Assuming for a moment that the cost per task has a linear relationship with compute, then it costs a little more than $1 million to get that score on the public eval.
The results are cool, but man, this sounds like such a busted approach.
So what? I’m serious. Our current level of progress would have been sci-fi fantasy with the computers we had in 2000. The cost may be astronomical today, but we have proven a method to achieve human performance on tests of reasoning over novel problems. WOW. Who cares what it costs. In 25 years it will run on your phone.
So your claim for optimism here is that something today that took ~10^22 floating point operations (based on an estimate earlier in the thread) to execute will be running on phones in 25 years? Phones which are currently running at O(10^12) flops. That means ten orders of magnitudes of improvement for that to run in a reasonable amount of time? It's a similar scale up in going from ENIAC (500 flops) to a modern desktop (5-10 teraflops).
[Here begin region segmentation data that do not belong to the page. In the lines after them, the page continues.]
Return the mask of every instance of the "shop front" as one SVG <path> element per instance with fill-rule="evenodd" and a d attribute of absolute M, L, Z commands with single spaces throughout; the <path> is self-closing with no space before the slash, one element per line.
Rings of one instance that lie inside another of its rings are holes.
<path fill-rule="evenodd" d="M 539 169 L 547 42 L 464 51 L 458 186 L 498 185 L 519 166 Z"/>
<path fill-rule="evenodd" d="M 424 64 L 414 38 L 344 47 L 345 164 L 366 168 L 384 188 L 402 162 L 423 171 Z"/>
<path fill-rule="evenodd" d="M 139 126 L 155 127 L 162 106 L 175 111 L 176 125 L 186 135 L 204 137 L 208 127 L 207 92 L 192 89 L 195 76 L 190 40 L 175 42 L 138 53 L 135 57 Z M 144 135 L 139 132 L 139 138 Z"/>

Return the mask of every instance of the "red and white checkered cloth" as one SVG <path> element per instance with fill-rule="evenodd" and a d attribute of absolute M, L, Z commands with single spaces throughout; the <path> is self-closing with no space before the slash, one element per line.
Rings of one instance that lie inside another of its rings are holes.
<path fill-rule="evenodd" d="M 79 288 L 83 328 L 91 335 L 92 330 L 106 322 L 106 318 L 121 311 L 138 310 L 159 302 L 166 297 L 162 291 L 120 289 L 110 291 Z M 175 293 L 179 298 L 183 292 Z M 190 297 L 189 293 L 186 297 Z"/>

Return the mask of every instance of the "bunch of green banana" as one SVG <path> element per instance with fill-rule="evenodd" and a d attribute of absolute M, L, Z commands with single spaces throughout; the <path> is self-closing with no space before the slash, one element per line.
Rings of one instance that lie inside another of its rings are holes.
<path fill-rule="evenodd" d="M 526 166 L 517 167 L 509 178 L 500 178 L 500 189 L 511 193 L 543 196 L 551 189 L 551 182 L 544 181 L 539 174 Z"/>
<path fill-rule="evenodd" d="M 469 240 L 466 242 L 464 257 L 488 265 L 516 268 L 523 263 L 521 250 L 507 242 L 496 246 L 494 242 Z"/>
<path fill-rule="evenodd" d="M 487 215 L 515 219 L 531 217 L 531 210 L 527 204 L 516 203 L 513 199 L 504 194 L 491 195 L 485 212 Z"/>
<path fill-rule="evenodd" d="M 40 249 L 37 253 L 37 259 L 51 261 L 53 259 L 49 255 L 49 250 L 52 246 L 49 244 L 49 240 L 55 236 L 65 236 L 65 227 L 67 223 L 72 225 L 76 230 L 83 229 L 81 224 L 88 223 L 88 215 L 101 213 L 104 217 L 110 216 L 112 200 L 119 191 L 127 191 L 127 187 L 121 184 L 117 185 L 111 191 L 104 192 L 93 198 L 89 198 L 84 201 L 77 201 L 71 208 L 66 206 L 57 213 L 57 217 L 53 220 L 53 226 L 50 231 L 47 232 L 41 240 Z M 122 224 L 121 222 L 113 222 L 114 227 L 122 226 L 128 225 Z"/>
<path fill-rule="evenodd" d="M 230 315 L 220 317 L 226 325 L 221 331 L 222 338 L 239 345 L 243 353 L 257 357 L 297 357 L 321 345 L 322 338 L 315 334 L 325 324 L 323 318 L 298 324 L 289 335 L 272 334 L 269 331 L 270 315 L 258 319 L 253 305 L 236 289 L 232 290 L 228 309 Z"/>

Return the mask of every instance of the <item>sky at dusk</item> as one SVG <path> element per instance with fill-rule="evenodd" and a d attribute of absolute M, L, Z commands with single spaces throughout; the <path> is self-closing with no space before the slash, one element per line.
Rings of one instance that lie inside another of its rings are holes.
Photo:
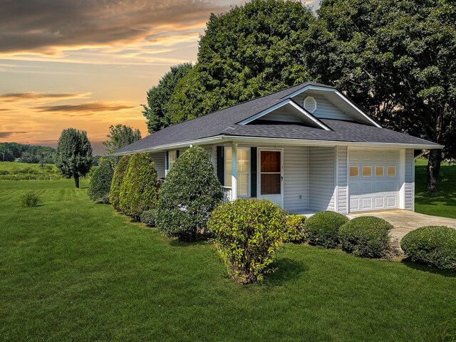
<path fill-rule="evenodd" d="M 55 147 L 73 127 L 101 154 L 110 125 L 145 136 L 147 90 L 171 66 L 196 61 L 211 13 L 244 2 L 2 0 L 0 142 Z"/>

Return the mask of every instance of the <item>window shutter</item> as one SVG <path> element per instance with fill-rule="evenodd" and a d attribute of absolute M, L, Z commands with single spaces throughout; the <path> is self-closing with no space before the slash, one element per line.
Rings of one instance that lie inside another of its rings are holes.
<path fill-rule="evenodd" d="M 256 197 L 256 147 L 250 147 L 250 197 Z"/>
<path fill-rule="evenodd" d="M 217 177 L 222 185 L 225 184 L 224 162 L 223 160 L 223 146 L 217 147 Z"/>

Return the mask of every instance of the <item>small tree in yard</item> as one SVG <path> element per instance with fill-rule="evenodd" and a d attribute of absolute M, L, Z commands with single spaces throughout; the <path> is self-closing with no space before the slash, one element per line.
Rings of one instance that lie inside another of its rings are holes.
<path fill-rule="evenodd" d="M 204 233 L 209 214 L 222 203 L 220 182 L 209 155 L 195 146 L 174 164 L 160 193 L 155 224 L 169 237 L 195 241 Z"/>
<path fill-rule="evenodd" d="M 143 212 L 157 205 L 159 189 L 160 182 L 150 155 L 133 155 L 120 186 L 120 210 L 139 219 Z"/>
<path fill-rule="evenodd" d="M 233 279 L 261 280 L 277 248 L 287 239 L 286 212 L 266 200 L 237 200 L 214 210 L 207 223 Z"/>
<path fill-rule="evenodd" d="M 120 202 L 120 187 L 123 182 L 125 172 L 128 168 L 130 162 L 130 156 L 124 155 L 118 163 L 113 175 L 113 181 L 111 182 L 111 187 L 109 191 L 109 202 L 116 210 L 120 210 L 119 204 Z"/>
<path fill-rule="evenodd" d="M 57 144 L 55 161 L 61 174 L 73 177 L 75 186 L 79 187 L 79 177 L 89 172 L 93 162 L 92 145 L 86 131 L 63 130 Z"/>
<path fill-rule="evenodd" d="M 88 197 L 97 203 L 109 203 L 109 190 L 114 170 L 108 160 L 101 160 L 90 177 Z"/>

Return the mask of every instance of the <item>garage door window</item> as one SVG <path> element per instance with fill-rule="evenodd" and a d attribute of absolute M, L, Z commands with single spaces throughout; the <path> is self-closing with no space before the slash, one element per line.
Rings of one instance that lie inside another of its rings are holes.
<path fill-rule="evenodd" d="M 359 167 L 358 166 L 350 167 L 350 177 L 359 176 Z"/>
<path fill-rule="evenodd" d="M 396 177 L 396 167 L 388 166 L 388 177 Z"/>
<path fill-rule="evenodd" d="M 385 175 L 385 167 L 383 166 L 375 166 L 375 177 L 383 177 Z"/>

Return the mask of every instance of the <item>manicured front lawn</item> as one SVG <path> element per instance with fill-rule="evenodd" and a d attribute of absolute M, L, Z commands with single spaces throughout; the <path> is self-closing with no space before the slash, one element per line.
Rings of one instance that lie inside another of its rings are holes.
<path fill-rule="evenodd" d="M 42 206 L 19 207 L 29 190 Z M 430 341 L 456 316 L 454 273 L 306 245 L 237 285 L 211 244 L 132 223 L 72 180 L 0 182 L 0 256 L 2 341 Z"/>
<path fill-rule="evenodd" d="M 456 165 L 442 162 L 437 182 L 438 192 L 426 193 L 428 160 L 415 164 L 415 211 L 428 215 L 456 219 Z"/>

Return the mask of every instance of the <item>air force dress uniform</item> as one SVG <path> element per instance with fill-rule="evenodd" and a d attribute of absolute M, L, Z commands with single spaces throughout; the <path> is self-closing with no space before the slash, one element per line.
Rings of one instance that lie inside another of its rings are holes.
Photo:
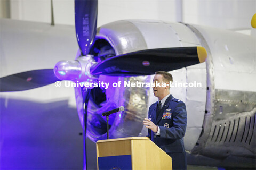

It's not so much the cost as much the fact that they got a slightly better result by throwing 172x more compute per/task. The fact that it may have cost somewhere north of $1 million simply helps to give a better idea of how absurd the approach is.
It feels a lot less like the breakthrough when the solution looks so much like simply brute-forcing.
But you might be right, who cares? Does it really matter how crude the solution is if we can achieve true AGI and bring the cost down by increasing the efficiency of compute?